In a recent post to her very good Patreon, Natalie Keller Reinert brought up the idea of fandom versus patronage. We buy a thing, or we invest in an idea. This is the stakeholder; for librarians, patrons are the most obvious stakeholders, the raison d’etre. Stakeholders pull up those stakes and find something else to care about and spend money on if they’re not getting any returns. It’s easy to say I have no stake in racing: I don’t own a racehorse, I rarely bet on them, the job I use to feed myself and buy flowers and pay student loans is in an unrelated field. I am new and green and, by most metrics, it isn’t just that I don’t have a stake... I don’t have a place. If I’m not buying things (measurably, I’m not), what ideas have I invested in? What dividends--joy, relationships, creative fire--are returned from my modest investments? How long can an enthusiast survive on starvation rations before abandoning love for reality? What stories are racing selling to themselves, and their possible audiences? As you probably know by now, I'm interested in narratives to a fault. At its best, racing is an unparalleled gold mine of stories, awe-inspiring and heartbreaking, the stuff of high drama. Multiplicity is an evolutionary boon; if no one's story of racing is quite the same, if everyone is here for a slightly different reason, the blood thickens. At its worst, racing's vision narrows, one story prevails, and there is a lone object visible at the end of the tunnel.
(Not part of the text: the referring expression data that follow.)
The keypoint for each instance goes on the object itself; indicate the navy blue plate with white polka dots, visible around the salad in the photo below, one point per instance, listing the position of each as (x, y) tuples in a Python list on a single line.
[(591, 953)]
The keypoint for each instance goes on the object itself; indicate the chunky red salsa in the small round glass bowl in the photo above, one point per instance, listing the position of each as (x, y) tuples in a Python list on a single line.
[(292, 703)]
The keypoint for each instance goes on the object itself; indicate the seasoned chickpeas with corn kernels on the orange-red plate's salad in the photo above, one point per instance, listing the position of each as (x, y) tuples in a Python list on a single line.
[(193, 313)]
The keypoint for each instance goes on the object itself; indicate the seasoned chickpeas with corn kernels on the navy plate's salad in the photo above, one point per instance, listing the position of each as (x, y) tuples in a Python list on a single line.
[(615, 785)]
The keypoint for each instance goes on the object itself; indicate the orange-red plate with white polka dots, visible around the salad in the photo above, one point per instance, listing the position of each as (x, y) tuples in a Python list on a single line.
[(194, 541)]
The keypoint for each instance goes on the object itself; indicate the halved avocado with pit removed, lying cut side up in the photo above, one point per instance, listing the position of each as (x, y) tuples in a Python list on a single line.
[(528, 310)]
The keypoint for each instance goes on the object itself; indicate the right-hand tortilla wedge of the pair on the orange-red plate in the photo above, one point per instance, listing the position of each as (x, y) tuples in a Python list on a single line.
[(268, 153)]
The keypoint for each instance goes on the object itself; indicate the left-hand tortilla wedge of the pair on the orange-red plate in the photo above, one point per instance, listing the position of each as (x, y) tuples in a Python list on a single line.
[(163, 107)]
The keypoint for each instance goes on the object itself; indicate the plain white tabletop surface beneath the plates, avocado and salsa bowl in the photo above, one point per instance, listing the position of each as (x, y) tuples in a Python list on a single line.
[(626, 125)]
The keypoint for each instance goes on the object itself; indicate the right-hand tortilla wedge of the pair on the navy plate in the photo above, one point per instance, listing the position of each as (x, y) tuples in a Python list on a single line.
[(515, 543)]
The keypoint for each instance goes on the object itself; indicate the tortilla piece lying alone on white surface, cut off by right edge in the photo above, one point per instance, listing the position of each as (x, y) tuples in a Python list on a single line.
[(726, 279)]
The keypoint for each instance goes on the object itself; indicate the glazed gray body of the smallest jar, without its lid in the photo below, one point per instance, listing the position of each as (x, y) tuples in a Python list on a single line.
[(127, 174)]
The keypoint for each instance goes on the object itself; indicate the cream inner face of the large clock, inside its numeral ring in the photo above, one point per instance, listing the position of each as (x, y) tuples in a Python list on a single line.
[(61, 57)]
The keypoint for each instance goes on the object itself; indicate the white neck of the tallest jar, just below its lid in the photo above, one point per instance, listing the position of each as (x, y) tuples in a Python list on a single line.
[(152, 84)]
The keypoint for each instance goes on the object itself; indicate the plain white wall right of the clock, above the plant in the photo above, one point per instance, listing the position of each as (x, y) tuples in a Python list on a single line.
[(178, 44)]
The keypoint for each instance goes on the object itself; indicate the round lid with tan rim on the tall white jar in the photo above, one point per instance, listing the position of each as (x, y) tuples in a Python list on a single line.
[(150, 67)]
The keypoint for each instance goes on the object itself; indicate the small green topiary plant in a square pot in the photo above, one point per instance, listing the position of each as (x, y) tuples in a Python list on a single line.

It's shaped not so much like a horse as like a stack of money.
Squires: "Detection [of steroids], not the impact on the animal, became the focus."
Around every turn on the racetrack, I expect to find some explanation more charitable than whose fist clutches the most bills at once, but each scenario (such as the above quotation) is only as deep as its metaphor. Racing and its optics! Racing and its myopic belief that wealth is inherently interesting or even sought-after. In the rush for money to change hands, horse and plot are lost. The plot, as recapped by this tweet in an eerie echo of Headless Horsemen's trajectory, seems to have been lost for some time. Jim Squires is a newspaperman, an editor and a pithy writer, a storyteller with a story to tell. Headless Horsemen is less sports journalism than memoir, more cruelty catalogue than sizzling exegesis. He’s probably a little pressed that his whopper of a New York Times reveal (“racehorses are raised on steroids”) has been outstripped by ever more mindboggling tales from the track, and that the Overton window of what the racing public will and won’t put up with is basically Ron Swanson’s swivel desk. Ultimately, nothing seems to have changed since 2008, when Squires observed that racing receives only the mainstream media attention it can afford to purchase--except for those times when tragedy creates its own publicity.
As of this writing, twenty-one horses have died on the track at Santa Anita since the season opened in December 2018. That’s quite a headline… and as clickbait engineers everywhere know, sometimes a headline is as much of the story as the reader gets.